Un día, mi madre salió desnuda al pasillo y, cogiéndome enloquecida por los hombros, me ordenó que fuera corriendo a la droguería y gritara que empapelar era más sencillo que pintar.-¿Para qué? -articulé yo, intentando desviar la mirada de sus pechos, sin conseguirlo, me parece.

-Dan un premio al primero que llegue. Corre. Era el primer día que me levantaba de la cama después de haber estado una semana enfermo, con anginas, así que hice un movimiento de rebelión frente a su brusquedad: no era manera de tratar a un convaleciente. Pero ella me lanzó de un empujón escaleras abajo y de súbito me vi corriendo como un loco hacia Luis Cabrera intentando que el recuerdo de sus senos, que todavía bailaban delante de mis ojos, no me impidiera totalmente la visión de los coches. Deduje que acababa de quitarse el camisón cuando oyó el anuncio por la radio. Y es que había, en efecto, una marca de papeles pintados que se presentaba cada día en la droguería de un barrio diferente y desde allí lanzaba un reto absurdo a sus habitantes a través de las ondas. El premio era un viaje a Canarias, creo, además de media docena de rollos de papel pintado. Una fortuna para la época. Y la posibilidad de salir en la radio y que te escucharan los, abuelos, los vecinos, las madres de tus compañeros.
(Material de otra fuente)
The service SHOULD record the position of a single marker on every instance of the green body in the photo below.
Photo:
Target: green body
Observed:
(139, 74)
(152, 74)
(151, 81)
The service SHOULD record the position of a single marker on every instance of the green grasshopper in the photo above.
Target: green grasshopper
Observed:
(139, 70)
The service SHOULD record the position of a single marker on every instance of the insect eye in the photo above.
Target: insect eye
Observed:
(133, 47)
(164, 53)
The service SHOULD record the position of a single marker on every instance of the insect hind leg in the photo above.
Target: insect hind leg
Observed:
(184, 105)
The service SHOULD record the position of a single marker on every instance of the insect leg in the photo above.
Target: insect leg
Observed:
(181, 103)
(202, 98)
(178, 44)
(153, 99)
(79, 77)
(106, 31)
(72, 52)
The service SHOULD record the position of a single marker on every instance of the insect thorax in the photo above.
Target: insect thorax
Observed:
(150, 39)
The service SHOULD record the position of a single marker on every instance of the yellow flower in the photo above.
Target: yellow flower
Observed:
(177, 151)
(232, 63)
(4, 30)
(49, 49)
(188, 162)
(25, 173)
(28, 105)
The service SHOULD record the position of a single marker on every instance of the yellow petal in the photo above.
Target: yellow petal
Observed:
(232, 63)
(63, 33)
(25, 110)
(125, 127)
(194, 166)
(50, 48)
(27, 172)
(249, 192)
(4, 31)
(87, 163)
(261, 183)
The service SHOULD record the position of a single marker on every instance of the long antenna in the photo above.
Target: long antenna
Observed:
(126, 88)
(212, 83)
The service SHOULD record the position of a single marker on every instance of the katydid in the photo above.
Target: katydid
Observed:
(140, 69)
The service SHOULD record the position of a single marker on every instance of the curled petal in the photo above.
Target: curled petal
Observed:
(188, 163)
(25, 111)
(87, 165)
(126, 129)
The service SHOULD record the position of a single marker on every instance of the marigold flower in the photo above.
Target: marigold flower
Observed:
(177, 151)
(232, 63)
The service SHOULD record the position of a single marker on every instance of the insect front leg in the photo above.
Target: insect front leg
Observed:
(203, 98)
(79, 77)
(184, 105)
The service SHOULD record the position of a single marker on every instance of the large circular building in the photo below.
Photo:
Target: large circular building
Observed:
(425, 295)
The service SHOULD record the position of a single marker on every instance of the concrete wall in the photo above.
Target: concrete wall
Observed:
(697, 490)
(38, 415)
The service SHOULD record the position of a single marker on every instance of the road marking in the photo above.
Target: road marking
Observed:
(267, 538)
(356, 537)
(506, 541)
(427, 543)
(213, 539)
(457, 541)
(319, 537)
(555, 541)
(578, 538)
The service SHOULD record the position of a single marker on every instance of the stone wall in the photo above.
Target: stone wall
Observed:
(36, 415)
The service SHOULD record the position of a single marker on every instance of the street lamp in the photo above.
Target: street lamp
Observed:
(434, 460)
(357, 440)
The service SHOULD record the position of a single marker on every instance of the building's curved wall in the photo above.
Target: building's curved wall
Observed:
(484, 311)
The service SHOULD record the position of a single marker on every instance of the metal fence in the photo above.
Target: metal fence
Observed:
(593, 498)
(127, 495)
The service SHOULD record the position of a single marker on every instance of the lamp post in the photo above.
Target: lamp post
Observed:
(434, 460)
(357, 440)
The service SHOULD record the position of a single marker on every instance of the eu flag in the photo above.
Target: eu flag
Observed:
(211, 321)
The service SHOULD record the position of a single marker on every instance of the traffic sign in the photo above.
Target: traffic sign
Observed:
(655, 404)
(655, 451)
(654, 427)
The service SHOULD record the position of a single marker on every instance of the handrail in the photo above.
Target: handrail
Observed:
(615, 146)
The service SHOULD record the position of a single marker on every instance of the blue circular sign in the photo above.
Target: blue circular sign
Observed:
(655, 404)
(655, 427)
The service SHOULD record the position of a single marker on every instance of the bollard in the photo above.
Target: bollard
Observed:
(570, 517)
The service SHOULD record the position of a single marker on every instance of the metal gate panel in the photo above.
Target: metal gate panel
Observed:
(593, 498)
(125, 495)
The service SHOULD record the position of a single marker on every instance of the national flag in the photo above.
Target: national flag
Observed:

Todas estas promesas engrasaban mis piernas, que jamás habían alcanzado semejante coordinación motora. Hacía mucho frío, pero yo sudaba imaginando la foto en la que se nos veía a mis padres y a mí delante del avión que nos llevaría a las islas. "Enfermo de anginas, gana un viaje a Canarias", rezaba el titular del Ya, el periódico apto para menores que se leía en casa (si mi padre levantara la cabeza). Se trataba, en fin, de una oportunidad para convertirme en héroe, quizá la única que me ofrecería la vida si era cierto aquello de que la suerte sólo pasa una vez por tu puerta. A medida que aumentaba el rendimiento muscular, oía una sucesión de pequeños estallidos dentro de mí, como si estuviera relleno de vesículas o divertículos que explosionaran víctimas de aquel esfuerzo excepcional. Ignoraba si era grave, pero no podía parar a escucharme.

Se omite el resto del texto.